I wanted to know what the new environment would be like, and i was shocked to know that she's having 12 hrs shift ( 9 pm to 9 a.m) fixed! all week long with one day off! 

i was thinking shifts means 2-3 days day time ( 8 or 9 hours) others night time and 2 days off to fix your clock :S
overtime is not optional, it's mandatory. ( as per her, one agent got terminated due to rejection of overtime). 

tickets for the family are not free or even 90% discount, it's 50% only and in 1.5 year. 

i told her that i applied as well, but for customer service .. she said it's only ticketing and bla bla bla but not sure about the shifts and all other things. 

oh one last thing, she wasn't informed about this til after the training, and of course visa is on them now for 3 years .. can't leave easily. 

anyone who knows anything about that ?! would really appreciate it!


----------



## Felixtoo2 (Jan 16, 2009)

You say Emirates Marhaba service but isn't the Marhaba service run by DNATA? Twelve hour shifts are fairly normal for ground staff at DXB but I though they worked five on two off.


----------



## thinklink (May 31, 2012)

Hi Remasberry, I am kind of on the same boat as you. I applied for the same position but my result is still pending. I couldn't log on to the portal anymore but it's only showing 'You will be contacted...at the earliest'. What's your input for this?

If what your ex-colleague said was true, I wouldn't even consider it coz it's bloody ridiculous to be working for 12 hours shift and having only 1 day off.

However, I can still recall when I went for the AD, the coordinator clearly explain to me the working hours and shift schedules, which is the same as your understanding....


----------



## Remasberry (Nov 6, 2012)

thank you for replying. 

actually, nope ... never occurred to me that it's 12 hours . plus, normally whoever is working 12 hrs will be having 2 daytime, 2 offs, 3 night time ( something like that) .. but every single day is a night time shift !? it's impossible to live! 

to be honest, they only asked if i'm willing to work shifts or not and i said yes ..the interviewer didn't clarify anything further. I don't want to be told that oh yeah, forgot to mention it's 12 hrs night time, AFTER signing the contract and doing the training!

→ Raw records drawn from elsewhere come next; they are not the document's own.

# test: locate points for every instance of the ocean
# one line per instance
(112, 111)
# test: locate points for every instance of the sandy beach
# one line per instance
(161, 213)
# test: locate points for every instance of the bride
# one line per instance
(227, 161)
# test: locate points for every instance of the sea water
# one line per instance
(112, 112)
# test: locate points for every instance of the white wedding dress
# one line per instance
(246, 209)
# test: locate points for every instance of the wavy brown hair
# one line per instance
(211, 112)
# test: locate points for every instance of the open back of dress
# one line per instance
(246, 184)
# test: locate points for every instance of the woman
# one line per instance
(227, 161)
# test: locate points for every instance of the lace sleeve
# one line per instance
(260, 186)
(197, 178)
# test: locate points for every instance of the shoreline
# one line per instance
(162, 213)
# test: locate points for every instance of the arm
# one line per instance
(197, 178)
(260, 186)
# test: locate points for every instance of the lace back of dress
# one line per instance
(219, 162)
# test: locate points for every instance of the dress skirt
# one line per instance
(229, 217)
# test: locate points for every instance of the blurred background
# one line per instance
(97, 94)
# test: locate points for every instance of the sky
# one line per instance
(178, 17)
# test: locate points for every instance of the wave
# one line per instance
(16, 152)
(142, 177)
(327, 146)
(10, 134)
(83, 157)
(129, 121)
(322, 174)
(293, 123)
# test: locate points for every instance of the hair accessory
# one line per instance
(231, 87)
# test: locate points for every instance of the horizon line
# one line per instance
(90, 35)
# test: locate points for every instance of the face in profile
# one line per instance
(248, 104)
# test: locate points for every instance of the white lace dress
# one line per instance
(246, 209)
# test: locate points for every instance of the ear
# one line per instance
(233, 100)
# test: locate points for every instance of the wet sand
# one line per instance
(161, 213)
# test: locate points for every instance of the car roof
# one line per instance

and is there any difference between marhaba and customer service agent ?? i think both are dnata.


----------



## Felixtoo2 (Jan 16, 2009)

They don't want you to live, they just want you to work. If they don't get maximum utilisation out of minimum paid staff how can they increase their profits and achieve world domination!! Lol!!


----------



## thinklink (May 31, 2012)

Felixtoo2 said:


> They don't want you to live, they just want you to work. If they don't get maximum utilisation out of minimum paid staff how can they increase their profits and achieve world domination!! Lol!!


Well said! I suppose it applies to many corporations but I do find this practice quite prevalent with Dubai companies...


----------